Noting that a period slow growth is dangerous, Reserve Bank of India Governor Raghuram Rajan on Saturday said structural reforms are the way to raise potential growth and can not be substituted by monetary policy.
He also called on multilateral organizations to “create new rules of the game” that will ensure that countries adhere to international responsibilities while trying to create conditions for sustainable growth.
“Structural reforms, typically ones that increase competition, foster innovation, and drive institutional change, are the way to raise potential growth,” he said while giving the keynote address at the Advancing Asia conference by the International Monetary Fund.
While one of the remedies to revive demand may be by writing off debt, he said it is debatable whether additional debt fuelled demand is sustainable. “At any rate, large-scale debt write-offs seem politically difficult even if they are economically warranted,” he noted.
But given the limited political room for structural reforms and substantial time lags before they pay off, he said that every country is looking for alternatives. However, the use of unconventional policies is questionable, he said.

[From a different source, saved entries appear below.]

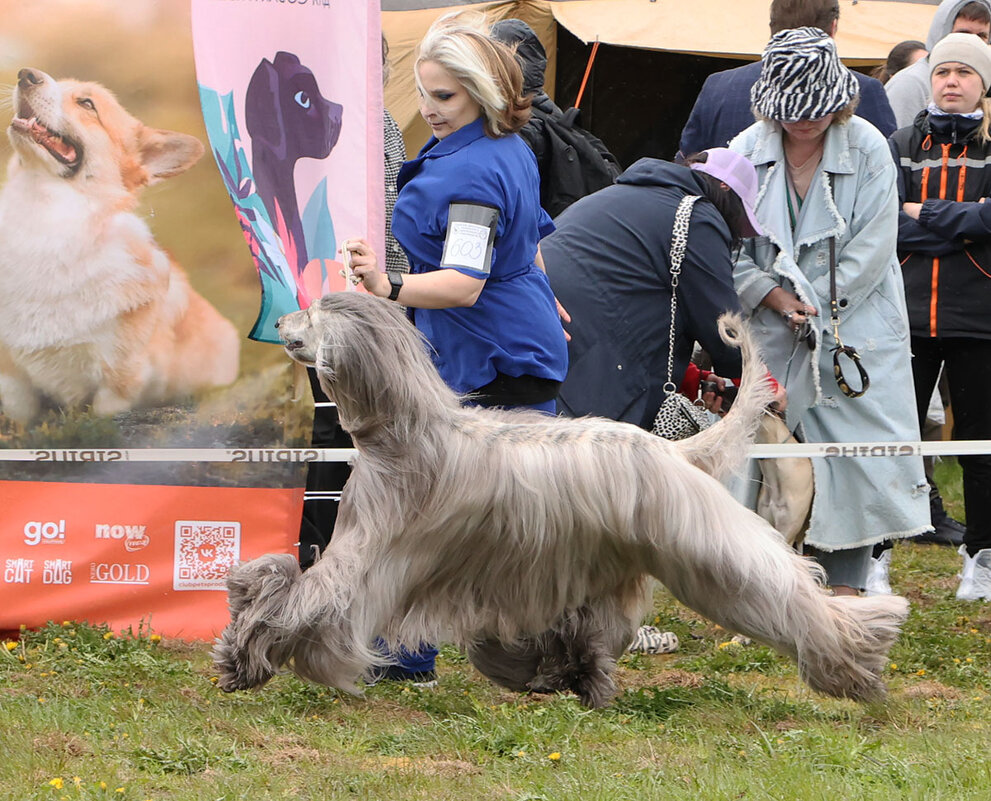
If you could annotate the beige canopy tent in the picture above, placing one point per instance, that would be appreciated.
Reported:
(715, 29)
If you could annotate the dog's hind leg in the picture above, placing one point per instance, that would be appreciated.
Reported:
(752, 583)
(578, 654)
(510, 665)
(581, 651)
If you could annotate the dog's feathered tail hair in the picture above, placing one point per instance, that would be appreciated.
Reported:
(720, 449)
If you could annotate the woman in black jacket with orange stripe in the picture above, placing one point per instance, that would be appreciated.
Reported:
(944, 245)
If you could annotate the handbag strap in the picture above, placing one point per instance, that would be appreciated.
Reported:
(679, 243)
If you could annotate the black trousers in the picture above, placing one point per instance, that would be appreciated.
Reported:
(967, 362)
(320, 514)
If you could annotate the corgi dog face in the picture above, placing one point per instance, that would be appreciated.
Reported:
(79, 131)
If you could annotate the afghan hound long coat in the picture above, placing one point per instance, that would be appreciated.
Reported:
(527, 539)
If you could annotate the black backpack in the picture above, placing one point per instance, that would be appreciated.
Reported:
(572, 162)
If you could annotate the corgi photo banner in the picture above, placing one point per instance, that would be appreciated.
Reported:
(127, 298)
(291, 94)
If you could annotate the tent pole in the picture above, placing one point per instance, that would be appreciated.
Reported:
(588, 70)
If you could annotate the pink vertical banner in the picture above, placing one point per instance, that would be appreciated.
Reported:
(291, 93)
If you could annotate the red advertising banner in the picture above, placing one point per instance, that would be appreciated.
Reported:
(128, 293)
(128, 555)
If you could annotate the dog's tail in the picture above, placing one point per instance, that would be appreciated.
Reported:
(751, 583)
(720, 449)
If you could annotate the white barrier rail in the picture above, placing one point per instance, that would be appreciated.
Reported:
(281, 455)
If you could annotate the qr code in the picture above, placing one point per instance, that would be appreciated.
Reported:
(205, 551)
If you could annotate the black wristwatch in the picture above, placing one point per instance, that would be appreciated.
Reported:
(396, 281)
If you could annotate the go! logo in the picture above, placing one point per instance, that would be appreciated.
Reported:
(44, 533)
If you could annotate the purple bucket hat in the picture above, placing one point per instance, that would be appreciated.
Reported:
(739, 175)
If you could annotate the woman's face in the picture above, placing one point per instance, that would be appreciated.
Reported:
(444, 102)
(807, 130)
(957, 88)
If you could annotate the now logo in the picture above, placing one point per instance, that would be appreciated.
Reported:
(49, 533)
(134, 536)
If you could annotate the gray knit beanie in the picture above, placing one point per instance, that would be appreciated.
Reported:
(963, 48)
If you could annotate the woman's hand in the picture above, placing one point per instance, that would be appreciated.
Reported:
(780, 402)
(565, 318)
(712, 393)
(787, 304)
(912, 209)
(364, 265)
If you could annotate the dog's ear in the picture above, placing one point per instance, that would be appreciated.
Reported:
(262, 111)
(167, 153)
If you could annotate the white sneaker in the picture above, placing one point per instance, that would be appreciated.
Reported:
(975, 580)
(650, 640)
(877, 575)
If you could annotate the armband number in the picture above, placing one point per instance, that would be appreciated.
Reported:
(471, 230)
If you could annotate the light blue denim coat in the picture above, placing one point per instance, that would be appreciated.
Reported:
(852, 197)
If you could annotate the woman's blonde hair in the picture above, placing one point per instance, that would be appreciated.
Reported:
(487, 69)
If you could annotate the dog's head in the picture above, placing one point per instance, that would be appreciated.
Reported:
(369, 358)
(285, 112)
(72, 129)
(256, 643)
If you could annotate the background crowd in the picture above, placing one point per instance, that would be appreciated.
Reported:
(843, 214)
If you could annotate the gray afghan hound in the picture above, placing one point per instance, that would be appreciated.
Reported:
(529, 540)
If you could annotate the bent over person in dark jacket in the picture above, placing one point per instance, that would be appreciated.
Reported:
(608, 263)
(944, 246)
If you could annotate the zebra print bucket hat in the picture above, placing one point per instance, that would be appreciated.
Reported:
(801, 77)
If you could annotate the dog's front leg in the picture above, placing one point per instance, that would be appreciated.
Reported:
(19, 398)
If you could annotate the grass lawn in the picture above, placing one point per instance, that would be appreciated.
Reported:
(93, 714)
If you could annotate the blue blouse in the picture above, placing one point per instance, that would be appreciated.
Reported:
(513, 328)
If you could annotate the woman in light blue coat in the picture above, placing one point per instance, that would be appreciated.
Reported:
(827, 175)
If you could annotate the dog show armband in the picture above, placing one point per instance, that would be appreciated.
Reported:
(471, 230)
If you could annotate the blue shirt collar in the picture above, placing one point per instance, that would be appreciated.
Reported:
(453, 142)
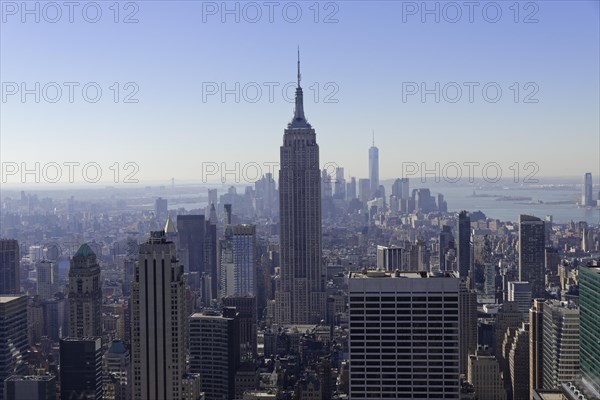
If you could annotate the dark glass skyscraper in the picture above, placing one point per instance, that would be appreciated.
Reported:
(587, 198)
(81, 369)
(374, 168)
(464, 245)
(589, 348)
(9, 267)
(191, 242)
(300, 297)
(532, 258)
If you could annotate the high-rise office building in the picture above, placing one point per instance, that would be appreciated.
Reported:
(116, 368)
(245, 306)
(161, 209)
(463, 253)
(468, 325)
(532, 254)
(300, 298)
(520, 293)
(211, 251)
(351, 189)
(190, 230)
(589, 302)
(405, 326)
(518, 359)
(47, 279)
(364, 190)
(339, 185)
(13, 337)
(158, 321)
(587, 199)
(85, 295)
(446, 244)
(373, 168)
(484, 375)
(536, 342)
(560, 344)
(81, 369)
(238, 261)
(30, 387)
(509, 316)
(10, 259)
(214, 351)
(389, 258)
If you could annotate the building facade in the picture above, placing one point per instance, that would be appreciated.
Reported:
(300, 296)
(532, 237)
(404, 335)
(158, 321)
(85, 295)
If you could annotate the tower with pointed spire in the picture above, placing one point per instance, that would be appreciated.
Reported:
(300, 290)
(374, 167)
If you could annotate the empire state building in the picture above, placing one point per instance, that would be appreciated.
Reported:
(300, 295)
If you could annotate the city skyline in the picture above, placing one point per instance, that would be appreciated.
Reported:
(147, 253)
(187, 119)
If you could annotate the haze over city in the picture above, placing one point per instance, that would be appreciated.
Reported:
(299, 200)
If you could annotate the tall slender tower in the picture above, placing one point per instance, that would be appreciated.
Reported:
(531, 253)
(9, 267)
(587, 198)
(158, 321)
(464, 245)
(300, 297)
(85, 295)
(374, 167)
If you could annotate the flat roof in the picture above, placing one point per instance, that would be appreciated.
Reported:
(6, 299)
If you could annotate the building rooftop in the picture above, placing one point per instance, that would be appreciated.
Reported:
(401, 274)
(31, 378)
(6, 299)
(85, 251)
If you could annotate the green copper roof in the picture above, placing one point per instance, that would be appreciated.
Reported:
(84, 251)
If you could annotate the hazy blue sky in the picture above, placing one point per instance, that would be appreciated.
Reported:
(370, 56)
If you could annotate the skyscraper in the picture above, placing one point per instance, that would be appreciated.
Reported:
(520, 293)
(560, 344)
(446, 244)
(300, 298)
(30, 387)
(484, 375)
(467, 302)
(214, 351)
(10, 259)
(13, 337)
(351, 189)
(587, 199)
(589, 301)
(238, 261)
(464, 245)
(81, 369)
(532, 254)
(339, 185)
(47, 279)
(158, 321)
(191, 242)
(536, 342)
(85, 295)
(405, 326)
(364, 190)
(373, 168)
(518, 359)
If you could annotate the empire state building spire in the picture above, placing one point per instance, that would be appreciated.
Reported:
(300, 295)
(299, 120)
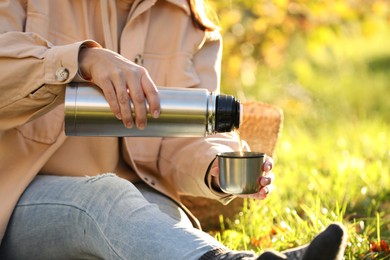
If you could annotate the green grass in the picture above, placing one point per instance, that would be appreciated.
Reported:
(332, 161)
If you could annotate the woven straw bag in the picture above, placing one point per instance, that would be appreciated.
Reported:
(261, 127)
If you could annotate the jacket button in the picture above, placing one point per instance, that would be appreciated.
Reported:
(62, 74)
(139, 60)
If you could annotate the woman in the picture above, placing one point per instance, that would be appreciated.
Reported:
(49, 209)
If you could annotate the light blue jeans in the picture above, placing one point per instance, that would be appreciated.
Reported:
(103, 217)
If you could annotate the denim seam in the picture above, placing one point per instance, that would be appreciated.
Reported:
(82, 210)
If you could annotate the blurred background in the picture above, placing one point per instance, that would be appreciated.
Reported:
(326, 64)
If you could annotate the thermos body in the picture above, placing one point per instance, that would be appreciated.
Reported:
(184, 113)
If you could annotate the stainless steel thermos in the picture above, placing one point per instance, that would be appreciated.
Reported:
(185, 112)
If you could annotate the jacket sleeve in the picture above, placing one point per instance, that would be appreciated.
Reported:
(185, 162)
(33, 71)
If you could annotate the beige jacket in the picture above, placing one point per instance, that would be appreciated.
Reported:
(40, 39)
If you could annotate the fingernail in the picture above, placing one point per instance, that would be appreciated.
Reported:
(141, 126)
(129, 124)
(156, 114)
(267, 166)
(119, 116)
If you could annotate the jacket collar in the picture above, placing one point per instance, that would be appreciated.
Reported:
(140, 6)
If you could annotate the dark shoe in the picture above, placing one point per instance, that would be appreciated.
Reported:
(328, 245)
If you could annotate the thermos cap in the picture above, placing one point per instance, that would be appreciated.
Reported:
(227, 113)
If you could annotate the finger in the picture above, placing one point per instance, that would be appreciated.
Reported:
(268, 164)
(137, 96)
(110, 95)
(124, 103)
(151, 94)
(267, 179)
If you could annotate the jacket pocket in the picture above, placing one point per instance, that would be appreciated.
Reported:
(45, 129)
(176, 70)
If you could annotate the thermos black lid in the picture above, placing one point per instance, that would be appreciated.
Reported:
(227, 113)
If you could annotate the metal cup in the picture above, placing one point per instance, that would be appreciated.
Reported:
(240, 172)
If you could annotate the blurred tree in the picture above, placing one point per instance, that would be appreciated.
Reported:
(261, 31)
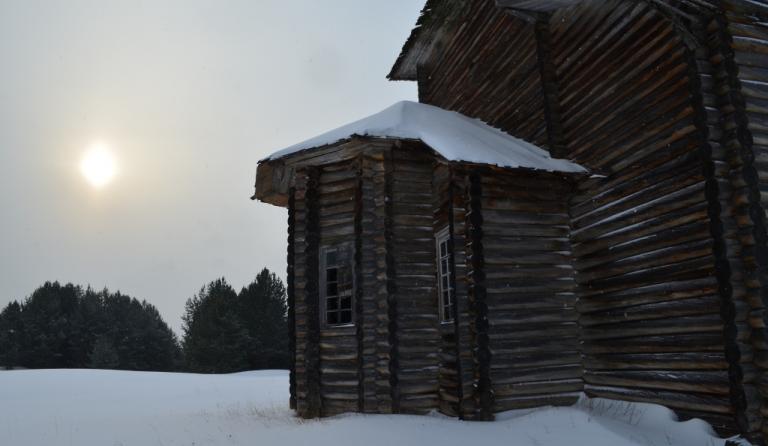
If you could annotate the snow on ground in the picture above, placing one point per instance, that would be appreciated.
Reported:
(117, 408)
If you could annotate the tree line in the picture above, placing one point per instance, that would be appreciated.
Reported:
(68, 326)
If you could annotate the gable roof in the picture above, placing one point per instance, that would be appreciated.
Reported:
(452, 135)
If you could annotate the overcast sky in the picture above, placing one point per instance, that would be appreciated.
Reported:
(189, 95)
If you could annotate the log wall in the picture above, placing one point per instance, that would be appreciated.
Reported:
(738, 41)
(650, 300)
(488, 68)
(529, 288)
(413, 250)
(339, 356)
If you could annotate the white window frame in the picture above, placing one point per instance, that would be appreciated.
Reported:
(341, 294)
(445, 289)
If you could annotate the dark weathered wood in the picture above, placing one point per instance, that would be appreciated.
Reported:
(291, 296)
(311, 296)
(393, 362)
(477, 296)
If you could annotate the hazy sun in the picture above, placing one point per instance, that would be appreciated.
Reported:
(98, 165)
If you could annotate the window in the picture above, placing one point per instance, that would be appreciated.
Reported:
(336, 286)
(445, 276)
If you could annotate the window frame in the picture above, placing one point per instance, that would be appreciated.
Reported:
(445, 276)
(348, 249)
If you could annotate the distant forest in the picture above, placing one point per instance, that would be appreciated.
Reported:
(68, 326)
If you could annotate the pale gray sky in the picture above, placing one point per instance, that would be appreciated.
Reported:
(189, 95)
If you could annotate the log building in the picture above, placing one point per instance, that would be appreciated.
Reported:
(612, 241)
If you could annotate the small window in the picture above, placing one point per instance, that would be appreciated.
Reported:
(445, 276)
(336, 285)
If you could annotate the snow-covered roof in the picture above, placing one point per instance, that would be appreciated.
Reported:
(454, 136)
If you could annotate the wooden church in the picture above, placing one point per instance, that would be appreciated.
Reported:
(576, 205)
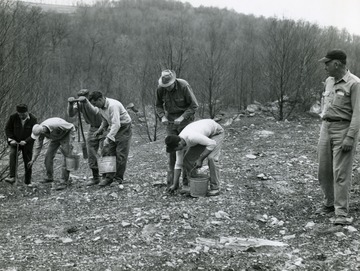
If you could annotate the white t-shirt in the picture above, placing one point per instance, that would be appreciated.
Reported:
(198, 133)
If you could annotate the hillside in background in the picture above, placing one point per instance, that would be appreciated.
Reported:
(53, 8)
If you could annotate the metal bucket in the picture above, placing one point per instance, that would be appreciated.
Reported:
(72, 162)
(107, 164)
(199, 185)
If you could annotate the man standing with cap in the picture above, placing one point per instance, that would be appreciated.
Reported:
(117, 141)
(18, 132)
(199, 140)
(61, 134)
(338, 135)
(92, 116)
(176, 106)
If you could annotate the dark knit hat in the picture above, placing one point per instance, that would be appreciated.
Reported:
(83, 92)
(167, 78)
(21, 108)
(172, 141)
(334, 54)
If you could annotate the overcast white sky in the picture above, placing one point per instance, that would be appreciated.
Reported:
(339, 13)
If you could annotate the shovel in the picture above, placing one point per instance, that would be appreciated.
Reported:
(83, 145)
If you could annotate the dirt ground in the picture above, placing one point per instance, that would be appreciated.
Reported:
(262, 220)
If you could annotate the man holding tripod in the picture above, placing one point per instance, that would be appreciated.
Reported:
(18, 132)
(92, 116)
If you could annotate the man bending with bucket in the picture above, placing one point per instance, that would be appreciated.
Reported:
(198, 140)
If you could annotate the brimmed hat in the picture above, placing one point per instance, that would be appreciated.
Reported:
(83, 92)
(21, 108)
(172, 141)
(37, 128)
(167, 78)
(334, 54)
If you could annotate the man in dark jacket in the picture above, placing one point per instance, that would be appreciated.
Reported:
(176, 106)
(18, 132)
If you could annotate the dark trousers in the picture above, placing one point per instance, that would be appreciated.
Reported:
(173, 129)
(120, 148)
(27, 156)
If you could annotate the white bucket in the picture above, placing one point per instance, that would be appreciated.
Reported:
(199, 186)
(72, 162)
(107, 164)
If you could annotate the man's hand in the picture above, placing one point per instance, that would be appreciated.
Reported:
(164, 120)
(13, 142)
(30, 163)
(347, 144)
(198, 163)
(98, 132)
(106, 142)
(172, 188)
(178, 120)
(82, 99)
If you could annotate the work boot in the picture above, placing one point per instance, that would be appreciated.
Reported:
(47, 180)
(93, 181)
(10, 180)
(170, 178)
(105, 182)
(61, 186)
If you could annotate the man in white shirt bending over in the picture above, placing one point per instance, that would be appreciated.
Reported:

“With interest rates already very low, and with pundits constantly reminding them that ‘inflation is always and everywhere a monetary phenomenon’ they have to go beyond ordinary monetary policy, or lose credibility and risk violating their domestic mandate…. No central banker can claim they are out of tools,” he said.
The RBI governor further said that though monetary policy works through the public’s expectations, more aggressive policy convinces the public that calamity is around the corner, it may tempt large segments to save rather than spend.
Further all monetary policies have “spillover” effects, he said, and called for a group of eminent international academics to measure and analyse the spillovers, and grade policies.
“Perhaps the next step would be an agreement to discuss policies and their international spillover effects at meetings such as those of the IMF Board, the IMFC, the BIS and the G-20,” Rajan said.
“Given the importance of spillovers from monetary policies, especially in the face of globally low inflation, it is important we start building a global consensus on how to get better outcomes for the world,” he said but cautioned that an international agreement may be difficult given that a number of country authorities like central banks have explicit domestic mandates.